Derive offset-grid neighbor formula
First, be sure you understand the cube neighbor algorithm. There are six neighbors, and each increments one axis by 1 and decrements a different axis by 1, thus preserving the
q + r + s = 0 constraint.
For each of the six directions, we have
Δs. The key idea here is that we’ll start with
col, row coordinates from the offset grid, convert them into cube coordinates
q, r, s, then add
Δr, Δs, then convert back into offset coordinates
col, row. This general principle works for all the algorithms on the page.

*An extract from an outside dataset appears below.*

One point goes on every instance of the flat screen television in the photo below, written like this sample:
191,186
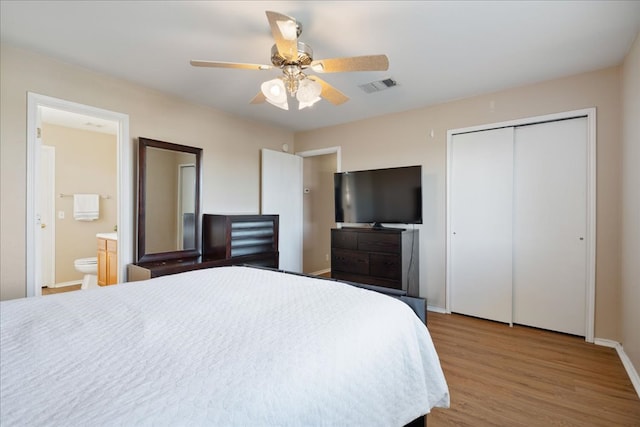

I’ll show how this works for a single offset grid type, “even-q”: These are the coordinate conversions for “even-q”, from the conversions section:
# convert cube to even-q offset col = q row = r + (q + (q&1)) / 2 # convert even-q offset to cube q = col r = row - (col + (col&1)) / 2 s = -q-r
I’m only going to show this for a single direction, northeast, with
Δq = +1, Δr = -1, Δs = 0:
# (1) convert even-q offset to cube coords: q = col r = row - (col + (col&1)) / 2 s = -q-r # (2) apply Δq, Δr, Δs: q' = q + 1 r' = r - 1 s' = s # (3) substitute eq (1) into eq (2): q' = col + 1 r' = row - (col + (col&1)) / 2 - 1 s' = -q'-r' # (4) convert back into even-q coords: col' = q' row' = r' + (q' + (q'&1)) / 2 # (5) substitute eq (3) into eq (4) col' = col + 1 row' = row - ( col + (col&1)) / 2 - 1 + (col + 1 + ((col + 1)&1)) / 2 = row + (-col - (col&1) - 2) / 2 + (col + 1 + (1 - (col&1))) / 2 = row + (-col - (col&1) - 2 + col + 1 + 1 - (col&1)) / 2 = row + ( -2 * (col&1)) / 2 = row - (col&1)
So that’s it! We’ve worked through some math and it simplifies down to
col' = col + 1 and
row' = row -
(col&1). (For this case,
s doesn’t play a role, but it does in other situations.) That’s just for one direction, and only for even-q offset grids, but that’s how it works. For those of you who are compiler/language enthusiasts, this is defining
cube_neighbors(evenq_to_cube(H))), then inlining all that code and greatly simplifying. It’s the type of work an compiler optimizer would do for you.
You can either work through all the cases, or you can perform the conversions at runtime (which likely will be optimized out by your compiler), or you can precalculate everything and put the results into lookup tables. I used lookup tables for my last game.